Of course now Harold and Kumar are a DVD institution and much beloved. How to follow up the first film? Pretty much by more of the same. A series of comedic encounters as the duo fight for freedom. Continuing right after the first film ends Harold (John Cho), now with newfound confidence, is planning to surprise his lady-love in Amsterdam. Along for the ride is Kumar (Kal Penn) who in a decision so dumb it could only produce a modern mainstream comedy, brings a smoke-free bong aboard an international flight. Let's review: a bong... on the plane... to Amsterdam. Isn't that like bringing Mickey Mouse ears to Disney Land? To make matters worse the duo's ethnicity and the bong's resembalnce to an explosive device land the duo in Guantanao Bay. Jokes about "cockmeat sandwiches" (and the hypocrisy over sexuality in military prisons) ensue. The pair quickly escape (on a raft with Cuban immigrants of course) and the mad-dash to Texas for political clemency begins. Cho and Penn maintain solid comedic chemistry and easily fall back into their rhythm.

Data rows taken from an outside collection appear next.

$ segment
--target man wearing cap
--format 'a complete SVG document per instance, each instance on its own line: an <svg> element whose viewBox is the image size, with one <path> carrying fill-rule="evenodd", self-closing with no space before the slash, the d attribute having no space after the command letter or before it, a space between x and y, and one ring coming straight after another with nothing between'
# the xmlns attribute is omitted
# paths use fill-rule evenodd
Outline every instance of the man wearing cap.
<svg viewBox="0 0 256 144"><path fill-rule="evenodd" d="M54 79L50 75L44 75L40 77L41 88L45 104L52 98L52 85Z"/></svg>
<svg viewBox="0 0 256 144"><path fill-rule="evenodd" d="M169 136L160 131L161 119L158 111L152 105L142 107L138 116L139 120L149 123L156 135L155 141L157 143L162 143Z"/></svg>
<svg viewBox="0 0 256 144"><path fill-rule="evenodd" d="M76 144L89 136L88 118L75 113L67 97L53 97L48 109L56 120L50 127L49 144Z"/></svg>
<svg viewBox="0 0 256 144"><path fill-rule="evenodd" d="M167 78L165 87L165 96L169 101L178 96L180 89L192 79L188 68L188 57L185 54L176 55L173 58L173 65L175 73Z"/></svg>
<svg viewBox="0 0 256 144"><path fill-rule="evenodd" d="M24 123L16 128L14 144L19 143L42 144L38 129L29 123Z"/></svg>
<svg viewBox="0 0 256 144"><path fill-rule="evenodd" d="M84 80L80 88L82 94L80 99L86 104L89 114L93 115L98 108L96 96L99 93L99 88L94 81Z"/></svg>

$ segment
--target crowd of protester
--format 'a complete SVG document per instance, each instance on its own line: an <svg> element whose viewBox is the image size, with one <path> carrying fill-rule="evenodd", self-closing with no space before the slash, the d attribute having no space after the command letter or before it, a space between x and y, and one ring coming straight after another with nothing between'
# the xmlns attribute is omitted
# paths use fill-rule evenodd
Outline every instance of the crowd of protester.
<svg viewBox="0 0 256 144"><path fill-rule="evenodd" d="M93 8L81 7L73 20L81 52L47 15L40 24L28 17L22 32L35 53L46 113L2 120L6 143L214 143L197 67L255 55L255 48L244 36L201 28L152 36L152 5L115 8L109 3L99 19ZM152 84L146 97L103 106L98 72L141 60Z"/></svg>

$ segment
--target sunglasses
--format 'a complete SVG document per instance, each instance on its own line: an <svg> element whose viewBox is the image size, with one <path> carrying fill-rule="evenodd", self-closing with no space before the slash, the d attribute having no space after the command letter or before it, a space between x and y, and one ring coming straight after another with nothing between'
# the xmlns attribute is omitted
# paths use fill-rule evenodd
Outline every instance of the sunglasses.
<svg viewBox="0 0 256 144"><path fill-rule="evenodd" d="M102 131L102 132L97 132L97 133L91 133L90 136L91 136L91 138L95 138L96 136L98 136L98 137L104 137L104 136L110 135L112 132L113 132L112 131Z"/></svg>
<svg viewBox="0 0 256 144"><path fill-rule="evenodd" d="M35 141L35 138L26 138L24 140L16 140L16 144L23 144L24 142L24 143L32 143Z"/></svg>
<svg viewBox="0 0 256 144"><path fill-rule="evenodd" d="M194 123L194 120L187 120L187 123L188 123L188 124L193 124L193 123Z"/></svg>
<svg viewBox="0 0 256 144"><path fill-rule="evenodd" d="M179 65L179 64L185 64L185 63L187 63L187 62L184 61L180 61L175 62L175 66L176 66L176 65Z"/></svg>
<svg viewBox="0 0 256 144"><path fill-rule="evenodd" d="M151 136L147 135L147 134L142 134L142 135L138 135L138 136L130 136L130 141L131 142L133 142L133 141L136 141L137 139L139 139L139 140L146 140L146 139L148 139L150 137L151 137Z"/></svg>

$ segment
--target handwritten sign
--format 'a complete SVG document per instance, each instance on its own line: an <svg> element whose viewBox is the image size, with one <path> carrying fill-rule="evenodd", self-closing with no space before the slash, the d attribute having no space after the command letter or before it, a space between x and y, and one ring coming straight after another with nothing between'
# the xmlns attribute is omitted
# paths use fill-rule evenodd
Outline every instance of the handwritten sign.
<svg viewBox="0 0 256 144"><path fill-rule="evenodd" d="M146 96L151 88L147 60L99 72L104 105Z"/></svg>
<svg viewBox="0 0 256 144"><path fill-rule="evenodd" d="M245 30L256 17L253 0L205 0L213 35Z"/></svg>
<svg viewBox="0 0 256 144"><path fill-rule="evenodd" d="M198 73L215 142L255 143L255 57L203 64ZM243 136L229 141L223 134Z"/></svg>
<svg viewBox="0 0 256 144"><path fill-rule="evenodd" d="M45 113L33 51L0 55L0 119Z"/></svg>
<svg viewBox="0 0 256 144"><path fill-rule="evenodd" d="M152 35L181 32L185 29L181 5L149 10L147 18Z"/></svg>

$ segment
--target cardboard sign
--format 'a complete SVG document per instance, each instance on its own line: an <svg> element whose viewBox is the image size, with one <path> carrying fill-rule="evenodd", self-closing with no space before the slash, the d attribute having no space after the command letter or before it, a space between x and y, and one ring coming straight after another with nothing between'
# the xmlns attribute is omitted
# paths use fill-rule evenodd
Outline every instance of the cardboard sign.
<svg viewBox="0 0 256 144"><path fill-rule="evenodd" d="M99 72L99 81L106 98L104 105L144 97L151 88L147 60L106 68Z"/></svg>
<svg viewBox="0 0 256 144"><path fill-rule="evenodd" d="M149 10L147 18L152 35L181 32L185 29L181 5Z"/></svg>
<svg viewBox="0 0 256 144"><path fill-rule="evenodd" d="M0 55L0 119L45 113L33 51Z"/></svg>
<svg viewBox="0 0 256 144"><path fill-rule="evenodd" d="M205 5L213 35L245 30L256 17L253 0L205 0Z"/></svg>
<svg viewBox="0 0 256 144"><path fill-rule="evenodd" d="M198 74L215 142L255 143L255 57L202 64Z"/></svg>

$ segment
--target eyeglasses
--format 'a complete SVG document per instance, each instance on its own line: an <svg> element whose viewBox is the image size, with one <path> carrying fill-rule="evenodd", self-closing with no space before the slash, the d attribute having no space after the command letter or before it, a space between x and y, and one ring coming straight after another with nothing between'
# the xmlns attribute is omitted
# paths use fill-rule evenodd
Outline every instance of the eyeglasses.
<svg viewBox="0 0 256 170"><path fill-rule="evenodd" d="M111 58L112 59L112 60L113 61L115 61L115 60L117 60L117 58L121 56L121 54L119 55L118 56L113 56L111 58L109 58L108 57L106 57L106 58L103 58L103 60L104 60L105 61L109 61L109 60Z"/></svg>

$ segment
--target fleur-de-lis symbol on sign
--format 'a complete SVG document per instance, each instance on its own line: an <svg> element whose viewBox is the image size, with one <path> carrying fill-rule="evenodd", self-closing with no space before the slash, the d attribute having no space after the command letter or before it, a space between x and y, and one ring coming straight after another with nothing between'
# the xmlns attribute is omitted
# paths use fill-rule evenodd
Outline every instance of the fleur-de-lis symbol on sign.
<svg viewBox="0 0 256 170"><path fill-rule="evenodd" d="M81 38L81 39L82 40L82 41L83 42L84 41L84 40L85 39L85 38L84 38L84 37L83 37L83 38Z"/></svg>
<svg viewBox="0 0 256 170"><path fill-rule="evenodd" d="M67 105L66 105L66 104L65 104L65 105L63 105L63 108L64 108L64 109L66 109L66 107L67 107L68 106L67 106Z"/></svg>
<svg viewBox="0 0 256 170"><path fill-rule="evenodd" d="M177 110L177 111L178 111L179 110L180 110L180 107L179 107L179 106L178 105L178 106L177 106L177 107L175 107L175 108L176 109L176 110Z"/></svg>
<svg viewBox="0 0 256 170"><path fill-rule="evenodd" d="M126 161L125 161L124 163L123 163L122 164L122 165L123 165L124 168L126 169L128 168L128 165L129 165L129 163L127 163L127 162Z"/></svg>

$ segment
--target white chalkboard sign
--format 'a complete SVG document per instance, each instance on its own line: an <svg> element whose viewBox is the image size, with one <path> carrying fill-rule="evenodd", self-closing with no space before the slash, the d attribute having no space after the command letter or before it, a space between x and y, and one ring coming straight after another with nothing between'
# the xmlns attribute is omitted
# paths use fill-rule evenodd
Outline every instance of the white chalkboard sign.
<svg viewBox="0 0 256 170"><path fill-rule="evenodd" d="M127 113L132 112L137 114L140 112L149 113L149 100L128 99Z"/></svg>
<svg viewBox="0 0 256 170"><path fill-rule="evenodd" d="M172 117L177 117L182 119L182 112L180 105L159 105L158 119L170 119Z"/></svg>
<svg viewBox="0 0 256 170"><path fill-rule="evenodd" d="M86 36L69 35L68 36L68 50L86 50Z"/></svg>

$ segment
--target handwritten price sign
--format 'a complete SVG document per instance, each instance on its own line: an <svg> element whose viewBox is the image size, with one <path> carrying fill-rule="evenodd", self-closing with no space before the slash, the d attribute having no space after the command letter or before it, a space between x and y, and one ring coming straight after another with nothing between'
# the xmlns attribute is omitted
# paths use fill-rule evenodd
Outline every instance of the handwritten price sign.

The world situation has not improved since the first film so the directors/writers John Hurwitz and Hayden Schlossberg have set their sights more directly on Uncle Sam, here embodied by Rob Cordry's loutish moron special agent Ron Fox and a nerdy, nebbishy more compassionate liberal Dr. Beecher played by Sickness Cinema Favorite Roger Bart. The two men make a fun comedy duo as it was fairly amusing to see Cordry so perfectly epitomize the Bush mindset (in one particularly memorable sequenxe he shoves the photo of a young girl in Bart's face saying that in letting the boys go he is raping this girl i.e. America). In fact the film has so many comic bits and keeps them so brief that the misses are inconsequental compared to the number of hits. I'd rather the film had ditched some of the more obvious bits of gratuitous nudity and easy pot and redeneck jokes for more political satire, but that was a battle I was doomed to lose LONG ago.

I've been remiss in mentioning something. What could it be?
Right, that was it. Neil Patrick Harris makes a welcome return to the world of Harold & Kumar as a sort of raging id demi-god. He pulls up to the boys right when they need help in a sports car blasting hip-hop, devouring baggies of mushrooms and chugging a bottle of Jack Daniels with a hankering for whores. When Harris is on-screen the film regains the originals go-anywhere, do-anything energy. Too bad he isn't around for very long (though the faithful would do well to stick around to the end credits). One wonders why Harris isn't around more as his appearance really does give the film a goose at the half-way mark, perhaps we'll get a NPH spin-off film.

1 comment:

Duchess said...

OMG, I want that poster!!! It will hang in a place of honor, positioned between our ketubah and our degrees from Columbia. Actually, on second thought, maybe it should be separate from the degrees from Columbia...the bathroom is no place for an NPH poster.